Informações foram divulgadas pelo Ministério da Economia nesta terça-feira (30). No primeiro bimestre, foram geradas 659.780 vagas com carteira assinada.
Terça-Feira, 30 de Março de 2021 - 17:15

O Brasil gerou 401.639 empregos com carteira assinada em fevereiro, segundo dados do Cadastro Geral de Empregados e Desempregados (Caged) divulgados nesta terça-feira (30) pelo Ministério da Economia.

Essa é a diferença entre as contratações, que somaram 1.694.604 no mês passado, e as demissões, que totalizaram 1.292.965.

De acordo com o Ministério da Economia, esse é o melhor resultado para fevereiro desde o início da série histórica, em 1992, ou seja, em 30 em anos.

Até então, o melhor resultado para meses de fevereiro, havia sido registrada em 2011, quando foram criadas 280.779 vagas formais de emprego.

O resultado positivo ocorre em meio à pandemia de Covid-19 e ao aumento no número de contaminados e de mortes provocadas pela doença, que gerar reflexos negativos na economia.

Primeiro bimestre

Nos dois primeiros meses deste ano, ainda de acordo com o Ministério da Economia, foram geradas 659.780 vagas com carteira assinada. Em igual período do ano passado, foram abertos 277.517 empregos com carteira assinada.

Esse resultado do primeiro bimestre, informou o governo, engloba declarações enviadas fora do prazo legal, em meses e anos anteriores. De acordo com a série histórica atualizada pela área econômica., este é o melhor resultado para primeiro bimestre desde 2010.

Com o resultado de fevereiro, o Brasil tinha saldo de 40.022.748 empregos com carteira assinada ao final do mês passado.
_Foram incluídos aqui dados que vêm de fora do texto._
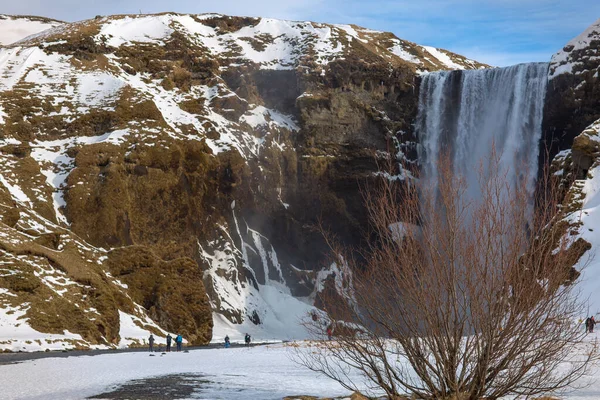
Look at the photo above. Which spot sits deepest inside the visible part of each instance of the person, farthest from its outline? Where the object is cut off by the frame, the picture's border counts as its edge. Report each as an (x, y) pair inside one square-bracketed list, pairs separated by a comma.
[(151, 342), (178, 342), (169, 339)]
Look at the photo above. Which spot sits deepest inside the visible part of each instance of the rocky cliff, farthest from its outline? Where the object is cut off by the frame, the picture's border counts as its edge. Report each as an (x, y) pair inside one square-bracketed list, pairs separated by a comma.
[(573, 96), (165, 173)]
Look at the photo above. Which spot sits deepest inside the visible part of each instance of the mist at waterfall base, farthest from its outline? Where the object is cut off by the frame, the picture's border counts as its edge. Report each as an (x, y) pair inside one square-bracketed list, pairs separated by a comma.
[(464, 115)]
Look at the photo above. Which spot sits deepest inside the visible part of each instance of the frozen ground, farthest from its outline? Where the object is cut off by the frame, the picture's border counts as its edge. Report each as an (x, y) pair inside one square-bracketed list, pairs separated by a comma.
[(263, 372)]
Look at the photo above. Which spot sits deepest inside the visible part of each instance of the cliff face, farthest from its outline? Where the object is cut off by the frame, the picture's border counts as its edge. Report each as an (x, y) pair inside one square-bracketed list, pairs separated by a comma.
[(573, 96), (159, 172)]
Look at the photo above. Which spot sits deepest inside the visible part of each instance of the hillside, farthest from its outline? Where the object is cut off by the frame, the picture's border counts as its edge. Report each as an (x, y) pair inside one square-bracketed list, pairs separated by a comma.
[(573, 97), (16, 27), (166, 172)]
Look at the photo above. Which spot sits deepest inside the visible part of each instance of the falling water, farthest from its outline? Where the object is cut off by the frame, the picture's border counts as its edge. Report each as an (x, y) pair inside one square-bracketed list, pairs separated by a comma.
[(467, 113)]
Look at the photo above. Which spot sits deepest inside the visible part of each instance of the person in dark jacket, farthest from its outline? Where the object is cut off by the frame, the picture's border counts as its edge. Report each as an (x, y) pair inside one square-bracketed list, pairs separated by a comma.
[(178, 342), (169, 339), (151, 342)]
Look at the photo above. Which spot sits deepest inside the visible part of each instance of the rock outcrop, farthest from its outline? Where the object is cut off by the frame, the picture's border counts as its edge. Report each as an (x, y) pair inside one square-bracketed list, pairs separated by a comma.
[(185, 160), (573, 97)]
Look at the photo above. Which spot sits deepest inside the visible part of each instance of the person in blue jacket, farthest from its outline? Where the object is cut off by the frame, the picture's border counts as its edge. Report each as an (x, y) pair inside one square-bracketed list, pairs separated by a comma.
[(169, 339), (178, 342)]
Isso representa um aumento na comparação com janeiro deste ano e, também, com fevereiro de 2020 - quando o saldo estava, em ambos os meses, em 39,6 milhões.

Sem trabalhadores informais

Os dados do Cadastro Geral de Empregados e Desempregados, divulgados nesta terça-feira, consideram apenas os trabalhadores com carteira assinada, ou seja, não inclui os informais.

Os números do Caged são coletados das empresas e abarcam o setor privado com carteira assinada, enquanto que os dados da Pesquisa Nacional por Amostra de Domicílios Continua (Pnad), do Instituto Brasileiro de Geografia e Estatística (IBGE), são obtidos por meio de pesquisa domiciliar, e abrangem também o setor informal da economia.

Guedes

O ministro da Economia, Paulo Guedes, comemorou o resultado do emprego formal em fevereiro e voltou a defender a vacinação em massa dos brasileiros como forma de permitir um retorno seguro ao trabalho.

“Temos de vacinar em massa, para que o brasileiro informal, os 40 milhões de brasileiros invisíveis, não fiquem entre essa escolha cruel de sair e ser abatido pelo vírus, ou ficar em casa e ser abatido pela fome”, declarou.

Segundo ele, o governo já iniciou o protocolo de combate à essa segunda onda da pandemia, com o início da liberação do auxílio emergencial em abril, postergação no pagamento de tributos de pequenas e médias empresas.

Guedes informou, ainda, que o governo segue trabalhando para renovar o programa de proteção ao emprego, que possibilitou suspensão e redução de jornada com contrapartida do governo, mas que terminou em 2020. E que o Pronampe (crédito às pequenas empresas) também será retomado.